13 Une autre partie des agents de probation, quoique non satisfaits par les perspectives ouvertes par les évolutions du métier, refuse tout sentiment d’abattement et forme le camp des « opposants » aux réformes, dans le sens où, contrairement aux déçus, ils en proposent une remise en cause radicale. À la critique du manque de moyens, ils ajoutent la défense d’une conception résolument sociale du métier, tournée vers la réinsertion. En cela, ils s’opposent conjointement aux deux versants des reconfigurations actuelles en se référant aux racines historiques de la profession. La présentation du métier faite par la CGT correspond assez bien à l’idée partagée par ces opposants, syndiqués ou non, qui refusent aussi bien de faire office de pistons en matière de gestion des flux que de jouer les spécialistes en matière de gestion des risques : « La mission première des travailleurs sociaux de l’adminis­tration pénitentiaire reste d’assurer la réinsertion (au sens le plus large possible) des personnes suivies… Nous refusons de nous improviser criminologues, de devenir des pseudo-experts du risque de récidive ou de la dangerosité. Nous refusons de devenir la cheville ouvrière du désengorgement des prisons et nous demandons à ce que les moyens nous soient donnés pour faire des aménagements de peine un réel outil de réinsertion. Nous pensons qu’il faut réinvestir la question de la méthodologie en travail social et s’en approprier les outils  [21]. »

II.1. Battre en retraite

14 Les premiers à se sentir concernés par ce type de revendications sont souvent parmi les plus anciens dans le métier. Ils ont commencé à travailler à une époque où la question du caractère social du métier ne se posait pas, elle s’imposait. Ils défendent leur appartenance à la famille des travailleurs sociaux, qu’ils refusent de renier, et à laquelle leur formation initiale les rattache le plus souvent. Par un effet de générations, leur inadaptation aux instruments modernes et à l’usage de l’informatique leur sert souvent de justification pour privilégier le temps passé à mener des entretiens plutôt qu’à rédiger des rapports. Les plus anciens sont également les plus attachés à l’existence de permanences délocalisées, de plus en plus souvent remises en cause pour des questions budgétaires, qui permettent de recevoir les condamnés à proximité de chez eux, dans des locaux mis à leur disposition par des partenaires, plutôt qu’à l’antenne du service de probation (ce qui accroît, par la même occasion, l’autonomie des professionnels).

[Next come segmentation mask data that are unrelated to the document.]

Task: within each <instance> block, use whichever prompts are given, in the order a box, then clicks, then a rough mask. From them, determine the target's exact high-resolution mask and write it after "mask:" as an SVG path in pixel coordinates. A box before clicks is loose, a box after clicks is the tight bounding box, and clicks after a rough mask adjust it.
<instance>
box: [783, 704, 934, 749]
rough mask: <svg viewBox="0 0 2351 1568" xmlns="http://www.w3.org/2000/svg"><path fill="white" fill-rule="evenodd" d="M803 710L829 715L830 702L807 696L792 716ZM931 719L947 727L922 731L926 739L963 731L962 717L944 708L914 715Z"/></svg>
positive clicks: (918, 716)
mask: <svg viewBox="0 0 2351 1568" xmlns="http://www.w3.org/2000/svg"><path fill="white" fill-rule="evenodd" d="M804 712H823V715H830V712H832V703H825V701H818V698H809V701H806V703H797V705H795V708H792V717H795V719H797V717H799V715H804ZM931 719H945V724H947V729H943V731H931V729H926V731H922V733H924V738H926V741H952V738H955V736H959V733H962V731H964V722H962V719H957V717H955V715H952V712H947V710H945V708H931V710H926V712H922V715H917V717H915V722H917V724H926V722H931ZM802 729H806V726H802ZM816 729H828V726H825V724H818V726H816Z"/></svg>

15 Avant cette récente vague de « modernisation », ces opposants ont vu d’autres réformes s’imposer depuis leurs débuts dans la profession : celle de 1999, qui a donné lieu à la création des SPIP, reste pour la majorité d’entre eux une déchirure, liée à une perte irrémédiable de proximité avec les magistrats et au début d’une formalisation administrative de plus en plus prégnante. Toutefois, s’ils ne se montrent pas résignés, la contestation qu’ils opposent aujourd’hui reste souvent de l’ordre du discours. Conscients de ne plus figurer parmi les forces vives de la profession, susceptibles d’infléchir le cours des évolutions à venir, ils se contentent le plus souvent de joindre leur voix au mouvement de protestation, avant de quitter l’institution en fin de carrière en atteignant l’âge de la retraite. Certes, l’exit ici n’est pas tant volontaire que réglementaire. Mais derrière l’obligation de battre littéralement en retraite, ceux dont il est question ici ne sont pas neutres pour autant et pèsent dans le mouvement d’opposition, ne serait-ce que par le poids de la tradition dont ils sont porteurs et la mémoire de l’institution dont ils se veulent les garants.

II.2. Faire front

16 Alors que le mouvement social de 2008 agrégeait de multiples sources de mécontentements, ce qui fait la spécificité du camp des opposants durant cette période, c’est le refus de toute forme d’atomisation ou de morcellement de la prise en charge, et l’affichage d’une identité de travailleur social, contre la circulaire de mars 2008 relative aux méthodes d’intervention des SPIP qui s’évertuait à gommer toute référence à cette dimension du métier. Cette tendance est notamment portée durant le mouvement social par les adhérents de la CGT, auxquels se joignent des agents non syndiqués partageant la même vision. C’est cet attachement au travail social qui explique qu’en juin 2008, au terme du mouvement, la CGT choisira finalement de se retirer des négociations plutôt que d’accepter le compromis proposé par l’administration pénitentiaire, qui consistait à leur faire quitter le champ de l’action sociale pour rejoindre la filière sécurité de la fonction publique en échange d’une revalorisation salariale.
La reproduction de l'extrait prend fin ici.